UMSN Increases Opportunities for an Undergraduate Global Experience
Traditional BSN students travel to Ecuador as part of an updated Community Health course.
“More and more undergraduates were seeking out global experiences, so we felt it was important to offer them an opportunity through a course,” says University of Michigan School of Nursing (UMSN) Clinical Instructor Norma J. Sarkar, MPH, RN. “We had offered it to Second Career students but this was the first time for traditional BSN (Bachelor of Science in Nursing) undergrads.”
Led by Sarkar and UMSN Clinical Instructor Megan Eagle, MSN, FNP-BC, six UMSN students and five Literature, Science and the Arts (LSA) students recently spent two-and-a-half weeks in Quito, Ecuador, and surrounding communities. The students were assigned as teams to work with staff and clients at one of six local health clinics and participate in home visits. Each team also gave a health education presentation in Spanish on a variety of topics including breastfeeding, immunization, nutrition, and handwashing, at different locations including schools and the clinics.

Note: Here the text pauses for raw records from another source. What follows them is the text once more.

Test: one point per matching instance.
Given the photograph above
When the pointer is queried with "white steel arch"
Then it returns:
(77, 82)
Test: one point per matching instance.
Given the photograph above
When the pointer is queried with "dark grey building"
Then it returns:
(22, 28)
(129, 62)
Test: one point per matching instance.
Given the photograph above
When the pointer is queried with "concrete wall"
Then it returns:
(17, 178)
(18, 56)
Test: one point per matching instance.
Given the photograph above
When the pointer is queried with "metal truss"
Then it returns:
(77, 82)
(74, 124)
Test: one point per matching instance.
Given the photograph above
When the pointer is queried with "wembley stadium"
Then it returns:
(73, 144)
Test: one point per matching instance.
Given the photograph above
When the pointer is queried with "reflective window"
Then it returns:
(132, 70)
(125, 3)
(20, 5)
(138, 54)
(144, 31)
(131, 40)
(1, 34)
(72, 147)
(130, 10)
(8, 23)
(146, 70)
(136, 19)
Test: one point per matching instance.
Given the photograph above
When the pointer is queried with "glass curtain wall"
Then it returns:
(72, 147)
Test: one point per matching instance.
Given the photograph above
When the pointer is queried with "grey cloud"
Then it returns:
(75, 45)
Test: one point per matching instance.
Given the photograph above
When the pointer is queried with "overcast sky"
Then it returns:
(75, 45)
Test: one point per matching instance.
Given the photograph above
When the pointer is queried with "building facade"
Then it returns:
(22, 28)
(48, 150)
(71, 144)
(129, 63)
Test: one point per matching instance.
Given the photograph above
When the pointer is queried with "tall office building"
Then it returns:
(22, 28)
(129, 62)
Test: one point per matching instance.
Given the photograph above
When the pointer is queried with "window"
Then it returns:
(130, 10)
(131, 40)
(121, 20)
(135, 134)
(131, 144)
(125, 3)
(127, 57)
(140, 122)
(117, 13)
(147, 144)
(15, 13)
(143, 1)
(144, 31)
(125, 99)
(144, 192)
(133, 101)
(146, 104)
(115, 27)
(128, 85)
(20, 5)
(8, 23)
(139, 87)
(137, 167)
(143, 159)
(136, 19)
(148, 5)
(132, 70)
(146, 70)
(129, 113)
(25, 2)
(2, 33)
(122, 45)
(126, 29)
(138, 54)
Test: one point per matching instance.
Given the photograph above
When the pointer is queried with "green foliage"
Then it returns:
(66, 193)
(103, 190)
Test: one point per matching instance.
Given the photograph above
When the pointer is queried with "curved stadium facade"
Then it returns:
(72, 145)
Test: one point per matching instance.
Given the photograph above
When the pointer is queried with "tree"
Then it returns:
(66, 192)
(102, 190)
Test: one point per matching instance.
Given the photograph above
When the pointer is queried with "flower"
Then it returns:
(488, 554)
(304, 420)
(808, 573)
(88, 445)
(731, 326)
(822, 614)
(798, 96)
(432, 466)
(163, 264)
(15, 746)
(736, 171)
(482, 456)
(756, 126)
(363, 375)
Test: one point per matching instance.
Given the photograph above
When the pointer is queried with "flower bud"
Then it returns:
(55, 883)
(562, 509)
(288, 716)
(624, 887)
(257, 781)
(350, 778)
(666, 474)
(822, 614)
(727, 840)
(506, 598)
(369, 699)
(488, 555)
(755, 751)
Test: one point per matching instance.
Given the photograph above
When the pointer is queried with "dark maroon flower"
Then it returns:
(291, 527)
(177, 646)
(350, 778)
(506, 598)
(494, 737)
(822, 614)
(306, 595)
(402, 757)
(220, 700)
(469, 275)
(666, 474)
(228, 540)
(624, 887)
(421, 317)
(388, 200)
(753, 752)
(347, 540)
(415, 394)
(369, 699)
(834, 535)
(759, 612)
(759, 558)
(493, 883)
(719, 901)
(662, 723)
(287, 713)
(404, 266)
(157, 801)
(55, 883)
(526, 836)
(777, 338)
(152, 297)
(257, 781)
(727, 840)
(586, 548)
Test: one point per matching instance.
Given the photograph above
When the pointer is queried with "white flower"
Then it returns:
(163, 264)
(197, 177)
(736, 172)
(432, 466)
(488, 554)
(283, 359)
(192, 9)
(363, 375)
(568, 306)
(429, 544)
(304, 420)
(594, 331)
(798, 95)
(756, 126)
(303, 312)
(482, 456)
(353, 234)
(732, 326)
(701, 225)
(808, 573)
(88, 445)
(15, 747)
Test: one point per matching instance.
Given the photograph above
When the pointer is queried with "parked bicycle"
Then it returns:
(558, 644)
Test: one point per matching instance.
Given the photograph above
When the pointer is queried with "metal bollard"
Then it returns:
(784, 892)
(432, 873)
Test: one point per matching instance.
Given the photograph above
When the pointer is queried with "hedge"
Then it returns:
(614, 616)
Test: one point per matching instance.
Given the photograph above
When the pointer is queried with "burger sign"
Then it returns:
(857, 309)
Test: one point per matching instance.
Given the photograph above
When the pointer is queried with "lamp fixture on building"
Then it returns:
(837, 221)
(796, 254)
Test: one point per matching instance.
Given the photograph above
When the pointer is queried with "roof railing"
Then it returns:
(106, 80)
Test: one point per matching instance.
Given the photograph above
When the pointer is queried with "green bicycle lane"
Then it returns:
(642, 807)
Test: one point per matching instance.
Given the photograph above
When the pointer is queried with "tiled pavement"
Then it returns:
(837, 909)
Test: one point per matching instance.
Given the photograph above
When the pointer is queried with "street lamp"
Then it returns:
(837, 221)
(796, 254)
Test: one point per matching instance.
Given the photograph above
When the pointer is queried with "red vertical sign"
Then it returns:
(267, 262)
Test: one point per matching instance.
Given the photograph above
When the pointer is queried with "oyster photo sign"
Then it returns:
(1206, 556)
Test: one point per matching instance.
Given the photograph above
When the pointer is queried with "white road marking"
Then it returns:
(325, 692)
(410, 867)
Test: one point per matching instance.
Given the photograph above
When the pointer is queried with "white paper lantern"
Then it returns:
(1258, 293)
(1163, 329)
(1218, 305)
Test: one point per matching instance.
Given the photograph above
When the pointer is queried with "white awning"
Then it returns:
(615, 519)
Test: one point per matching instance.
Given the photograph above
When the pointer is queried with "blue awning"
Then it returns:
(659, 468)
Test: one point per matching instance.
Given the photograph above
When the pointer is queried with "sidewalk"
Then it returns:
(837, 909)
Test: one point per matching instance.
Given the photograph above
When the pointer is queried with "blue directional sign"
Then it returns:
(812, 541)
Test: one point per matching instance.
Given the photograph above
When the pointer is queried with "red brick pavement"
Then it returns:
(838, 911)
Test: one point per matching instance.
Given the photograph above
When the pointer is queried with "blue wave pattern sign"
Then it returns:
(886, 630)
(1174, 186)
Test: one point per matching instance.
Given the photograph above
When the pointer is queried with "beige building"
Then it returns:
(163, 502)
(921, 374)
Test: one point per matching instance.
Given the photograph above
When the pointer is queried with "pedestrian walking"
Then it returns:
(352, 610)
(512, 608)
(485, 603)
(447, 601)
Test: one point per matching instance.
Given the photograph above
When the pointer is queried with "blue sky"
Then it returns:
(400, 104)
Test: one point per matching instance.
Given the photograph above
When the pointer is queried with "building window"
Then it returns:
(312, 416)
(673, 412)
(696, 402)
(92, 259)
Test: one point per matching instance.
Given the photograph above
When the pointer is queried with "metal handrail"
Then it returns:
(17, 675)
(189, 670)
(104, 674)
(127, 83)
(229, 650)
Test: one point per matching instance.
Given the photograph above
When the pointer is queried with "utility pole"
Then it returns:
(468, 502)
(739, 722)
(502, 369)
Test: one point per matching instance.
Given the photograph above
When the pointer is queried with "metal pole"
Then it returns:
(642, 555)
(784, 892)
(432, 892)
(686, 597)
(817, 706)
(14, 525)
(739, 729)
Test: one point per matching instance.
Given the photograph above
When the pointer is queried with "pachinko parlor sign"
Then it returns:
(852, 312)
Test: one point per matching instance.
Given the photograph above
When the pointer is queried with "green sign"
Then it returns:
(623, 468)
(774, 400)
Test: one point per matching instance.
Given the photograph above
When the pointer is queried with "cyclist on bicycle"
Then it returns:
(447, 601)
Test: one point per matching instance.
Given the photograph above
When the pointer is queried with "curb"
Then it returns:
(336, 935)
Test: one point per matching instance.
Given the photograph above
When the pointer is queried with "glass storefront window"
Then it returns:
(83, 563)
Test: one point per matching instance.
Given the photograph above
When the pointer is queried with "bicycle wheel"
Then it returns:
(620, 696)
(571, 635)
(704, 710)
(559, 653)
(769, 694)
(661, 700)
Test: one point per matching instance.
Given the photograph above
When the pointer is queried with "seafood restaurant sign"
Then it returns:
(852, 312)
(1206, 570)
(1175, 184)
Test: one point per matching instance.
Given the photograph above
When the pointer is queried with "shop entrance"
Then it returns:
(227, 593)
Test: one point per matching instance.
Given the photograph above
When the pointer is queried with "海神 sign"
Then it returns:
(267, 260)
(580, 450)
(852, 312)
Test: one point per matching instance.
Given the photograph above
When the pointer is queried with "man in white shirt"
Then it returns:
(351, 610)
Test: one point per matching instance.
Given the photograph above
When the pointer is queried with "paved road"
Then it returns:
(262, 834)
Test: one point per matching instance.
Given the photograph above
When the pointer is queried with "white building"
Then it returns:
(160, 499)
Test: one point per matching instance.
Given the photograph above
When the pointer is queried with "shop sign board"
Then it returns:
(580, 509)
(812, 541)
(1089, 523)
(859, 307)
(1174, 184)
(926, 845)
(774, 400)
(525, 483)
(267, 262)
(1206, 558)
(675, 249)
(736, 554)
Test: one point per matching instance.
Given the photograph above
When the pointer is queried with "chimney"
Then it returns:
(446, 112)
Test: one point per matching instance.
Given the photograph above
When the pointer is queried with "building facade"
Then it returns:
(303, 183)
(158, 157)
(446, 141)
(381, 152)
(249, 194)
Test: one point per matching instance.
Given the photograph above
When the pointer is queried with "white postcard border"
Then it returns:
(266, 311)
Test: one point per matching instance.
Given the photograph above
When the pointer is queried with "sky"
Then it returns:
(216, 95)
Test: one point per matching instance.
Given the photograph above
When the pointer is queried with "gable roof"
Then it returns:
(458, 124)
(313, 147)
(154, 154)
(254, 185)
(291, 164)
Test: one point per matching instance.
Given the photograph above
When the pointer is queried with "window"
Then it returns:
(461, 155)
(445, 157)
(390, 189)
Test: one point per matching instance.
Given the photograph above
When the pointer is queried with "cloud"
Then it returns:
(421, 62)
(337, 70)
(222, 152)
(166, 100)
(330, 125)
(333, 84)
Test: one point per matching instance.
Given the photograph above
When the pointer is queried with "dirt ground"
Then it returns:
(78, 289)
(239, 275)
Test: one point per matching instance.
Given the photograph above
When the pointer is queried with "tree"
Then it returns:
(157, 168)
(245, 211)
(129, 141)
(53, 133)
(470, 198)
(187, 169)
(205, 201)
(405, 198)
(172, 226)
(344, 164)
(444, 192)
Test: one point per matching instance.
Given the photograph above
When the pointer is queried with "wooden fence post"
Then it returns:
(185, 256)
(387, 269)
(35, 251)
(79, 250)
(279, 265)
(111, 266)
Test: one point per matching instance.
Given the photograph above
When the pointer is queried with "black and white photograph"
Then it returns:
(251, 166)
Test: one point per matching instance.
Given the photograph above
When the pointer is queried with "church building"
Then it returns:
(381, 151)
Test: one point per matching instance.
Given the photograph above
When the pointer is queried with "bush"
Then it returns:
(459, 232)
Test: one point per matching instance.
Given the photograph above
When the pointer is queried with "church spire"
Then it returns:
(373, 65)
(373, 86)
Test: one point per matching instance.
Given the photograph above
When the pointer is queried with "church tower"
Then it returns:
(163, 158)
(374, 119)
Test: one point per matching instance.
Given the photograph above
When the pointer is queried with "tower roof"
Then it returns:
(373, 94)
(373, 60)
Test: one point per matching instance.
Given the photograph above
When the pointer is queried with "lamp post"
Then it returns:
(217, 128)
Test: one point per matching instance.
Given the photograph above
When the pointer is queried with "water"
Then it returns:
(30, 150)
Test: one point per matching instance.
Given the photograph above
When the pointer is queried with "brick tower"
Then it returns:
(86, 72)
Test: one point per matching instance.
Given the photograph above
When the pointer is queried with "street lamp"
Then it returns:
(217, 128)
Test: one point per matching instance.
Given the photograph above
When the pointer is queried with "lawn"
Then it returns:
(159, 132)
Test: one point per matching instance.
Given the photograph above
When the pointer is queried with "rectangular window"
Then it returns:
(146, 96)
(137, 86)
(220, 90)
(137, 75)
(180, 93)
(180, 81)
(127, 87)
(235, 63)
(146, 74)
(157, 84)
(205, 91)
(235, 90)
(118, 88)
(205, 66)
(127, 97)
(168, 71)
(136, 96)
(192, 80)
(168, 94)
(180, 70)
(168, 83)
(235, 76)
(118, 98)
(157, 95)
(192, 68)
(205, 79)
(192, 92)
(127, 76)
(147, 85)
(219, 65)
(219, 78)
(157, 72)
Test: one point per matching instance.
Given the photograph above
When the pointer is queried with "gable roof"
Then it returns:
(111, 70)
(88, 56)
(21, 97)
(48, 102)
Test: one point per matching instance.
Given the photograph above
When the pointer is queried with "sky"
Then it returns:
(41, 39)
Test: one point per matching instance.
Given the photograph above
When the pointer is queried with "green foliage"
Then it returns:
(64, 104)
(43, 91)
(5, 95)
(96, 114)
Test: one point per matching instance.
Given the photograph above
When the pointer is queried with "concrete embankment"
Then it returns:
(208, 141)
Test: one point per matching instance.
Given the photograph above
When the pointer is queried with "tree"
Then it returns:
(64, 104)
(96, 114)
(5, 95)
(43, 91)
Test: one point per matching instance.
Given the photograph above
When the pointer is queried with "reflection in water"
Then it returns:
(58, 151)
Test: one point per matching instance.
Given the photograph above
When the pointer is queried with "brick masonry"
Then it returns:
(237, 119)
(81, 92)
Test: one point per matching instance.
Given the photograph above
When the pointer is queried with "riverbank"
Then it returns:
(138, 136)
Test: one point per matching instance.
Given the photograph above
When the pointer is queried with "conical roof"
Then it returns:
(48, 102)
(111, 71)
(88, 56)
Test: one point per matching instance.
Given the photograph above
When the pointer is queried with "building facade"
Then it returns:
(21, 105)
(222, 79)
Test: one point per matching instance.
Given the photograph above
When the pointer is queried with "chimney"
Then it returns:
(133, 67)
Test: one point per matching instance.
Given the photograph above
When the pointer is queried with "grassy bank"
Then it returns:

“We utilized the course to teach them not only about public health principles but to prepare them for the global health experience by doing a community assessment of Quito,” says Sarkar. “In the community assessment, they identified an issue and designed an evaluation. They had to work a little harder to find the information, but when they got to Quito they knew much more about the country.” In class, the students focused on a national initiative aimed at lowering adolescent pregnancy rates and carried out their evaluation in Ecuador by interviewing Ministry of Health clinic employees.
“I think that the most interesting part was being able to observe the health care system and see the differences that exist when compared to the U.S., especially since I was able to observe community health practices as well,” says Jasmine Teamer, a 2013 graduate of UMSN. “I liked going door-to-door doing screenings for obesity, hypertension, and diabetes. I've never done anything like that in the U.S. It reminded me of the fact that you must assess the needs of the community and then provide information and education.”
During the school year, Sarkar and Eagle combined their courses for special events, such hosting a midwife from Ecuador as a guest speaker. Then, when in Ecuador, the students were able to meet with other midwives and tour their birthing facilities. Also during class, the students Skyped with a researcher currently examining the contaminant and health concerns of workers in the flower growing industry. While in Ecuador, the students visited a town and clinic that services the workers.
“All of the guest speakers, clinic experiences and the hospital tour in Cayambe helped me realize how much cultural differences can affect health systems and to appreciate cultural differences even more,” says Zachary Cavell, also a 2013 UMSN graduate. “I appreciate the new view of culturally sensitive care that I have gained from this program and learning about a health care system that is different than in the U.S. It was challenging adjusting to a new environment, culture and language, but I feel it has prepared me well to start my nursing career.”
“One of the things that I am taking back is their diligence in community outreach,” says LSA recent graduate Camille Martin. "When promoting health, the women at my clinic were fearless and were on a mission to get infants vaccinated. I can only hope to be as fearless when carrying out my interventions in HIV/AIDS.”